9. Which units should we use? • Well, unfortunately, we use all of them! • SI unit is the pascal or kilopascal • Atmospheres are the easiest numbers to work with • mm Hg come from barometer readings (and so do torr) • psi is used in the U.S. • To convert from one unit to the other, use the following equivalents for standard pressure at sea level: • 101,325 Pa = 101.325 kPa = 1.00 atm = 760 mm Hg = 760 torr = 14.7 psi

10. A.5 Applications of Pressure • Please answer the following questions as part of your homework: • Two bricks of the same mass are lying on the ground. One is standing upright, and the other is lying flat. • Is each brick exerting the same total force upon the ground? Explain. • Is each brick exerting the same pressure upon the ground? Explain.

11. 2) Calculate the pressure, expressed in pascals, that the upright brick exerts upon the ground. It is exerting a force of 18 N, and the dimensions of the brick surface touching the ground are 9.3 cm x 5.5 cm. 3) You need to chop some wood to build a fire. You quite obviously reach for an axe rather than a hammer to complete this task.
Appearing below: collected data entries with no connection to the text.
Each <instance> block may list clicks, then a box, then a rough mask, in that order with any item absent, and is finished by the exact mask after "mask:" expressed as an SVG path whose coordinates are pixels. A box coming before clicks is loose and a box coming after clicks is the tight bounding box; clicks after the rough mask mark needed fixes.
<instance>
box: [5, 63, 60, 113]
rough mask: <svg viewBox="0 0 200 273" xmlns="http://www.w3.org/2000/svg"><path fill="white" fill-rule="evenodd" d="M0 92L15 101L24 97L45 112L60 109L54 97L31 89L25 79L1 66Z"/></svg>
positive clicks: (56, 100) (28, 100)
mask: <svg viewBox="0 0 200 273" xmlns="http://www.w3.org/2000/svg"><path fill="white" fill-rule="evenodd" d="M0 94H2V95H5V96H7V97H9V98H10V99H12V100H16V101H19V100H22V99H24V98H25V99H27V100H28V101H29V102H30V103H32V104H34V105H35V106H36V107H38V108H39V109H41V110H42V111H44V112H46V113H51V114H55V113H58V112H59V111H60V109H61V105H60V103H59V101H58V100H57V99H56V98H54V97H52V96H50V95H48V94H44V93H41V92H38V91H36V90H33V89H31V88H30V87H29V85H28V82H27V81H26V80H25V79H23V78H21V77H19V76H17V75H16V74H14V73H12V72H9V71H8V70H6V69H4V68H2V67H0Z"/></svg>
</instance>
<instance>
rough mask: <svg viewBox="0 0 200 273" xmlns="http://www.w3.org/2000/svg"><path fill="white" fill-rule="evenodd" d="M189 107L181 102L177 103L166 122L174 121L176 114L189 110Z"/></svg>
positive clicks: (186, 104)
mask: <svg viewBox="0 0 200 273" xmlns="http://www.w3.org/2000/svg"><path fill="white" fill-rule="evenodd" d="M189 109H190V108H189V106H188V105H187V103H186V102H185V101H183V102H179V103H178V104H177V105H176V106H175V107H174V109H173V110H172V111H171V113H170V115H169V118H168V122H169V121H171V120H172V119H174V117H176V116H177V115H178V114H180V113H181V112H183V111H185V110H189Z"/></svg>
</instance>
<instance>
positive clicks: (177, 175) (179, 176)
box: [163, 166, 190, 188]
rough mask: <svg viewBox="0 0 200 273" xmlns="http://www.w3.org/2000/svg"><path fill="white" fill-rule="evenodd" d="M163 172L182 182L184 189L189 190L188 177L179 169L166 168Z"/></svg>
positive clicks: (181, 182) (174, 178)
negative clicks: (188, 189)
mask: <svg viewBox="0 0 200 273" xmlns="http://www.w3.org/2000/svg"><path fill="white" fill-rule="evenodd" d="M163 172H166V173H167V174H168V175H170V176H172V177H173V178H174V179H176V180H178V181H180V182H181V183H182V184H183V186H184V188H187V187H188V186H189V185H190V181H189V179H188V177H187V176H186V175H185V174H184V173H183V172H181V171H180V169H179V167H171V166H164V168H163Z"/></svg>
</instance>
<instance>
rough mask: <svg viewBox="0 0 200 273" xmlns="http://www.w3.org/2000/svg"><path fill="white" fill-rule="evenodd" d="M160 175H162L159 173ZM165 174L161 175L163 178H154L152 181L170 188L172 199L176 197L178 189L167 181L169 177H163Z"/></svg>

Explain your choice in terms of the concept of pressure.

12. A.6 Atmospheric Pressure • The unit mm Hg (or sometimes inches of Hg, used by weather forecasters) suggest that pressure is measured from the height of a column of mercury • How is this possible? • Recall that in Activity 7, you covered a test tube filled with water and inverted it into a container of water. • You then uncovered the test tube and the air pressure forces more water into the test tube so the water level doesn’t change • Now imagine the tube is taller – eventually it gets to a point where the water level doesn’t reach the top

13. The puzzling effect of the water level not changing until the tube is large enough was first observed by scientists in the mid-1600s. • Scientists discovered that 1 atm of pressure can only support a column of water 10.3 m (33.9 ft) high, even if the column was taller. • A barometer (a device that measures atmospheric pressure) based on a tube filled with water would be much too tall to be useful. • Scientists replaced water with mercury, a liquid 13.6x more dense than water. • The resulting column is 13.6 times shorter. • Thus, at 1 atm of pressure, the mercury column has a height of 760 mm; 1 atm = 760 mm Hg

14. HOMEWORK QUESTIONS 4) U.S. weather reports generally express air pressure in units of inches of mercury. During a severe storm, the barometric pressure can drop to as low as 27.2 inches of mercury. Convert this air-pressure value to A. mm Hg (HINT: 1 inch = 25.4 mm) B. atmospheres (atm) C. kilopascals (kPa) 5) Heavy vehicles that must move easily over loose sand are often equipped with special tires. A. Would you expect these tires to be wide or narrow? B. Explain your answer using the concept of pressure.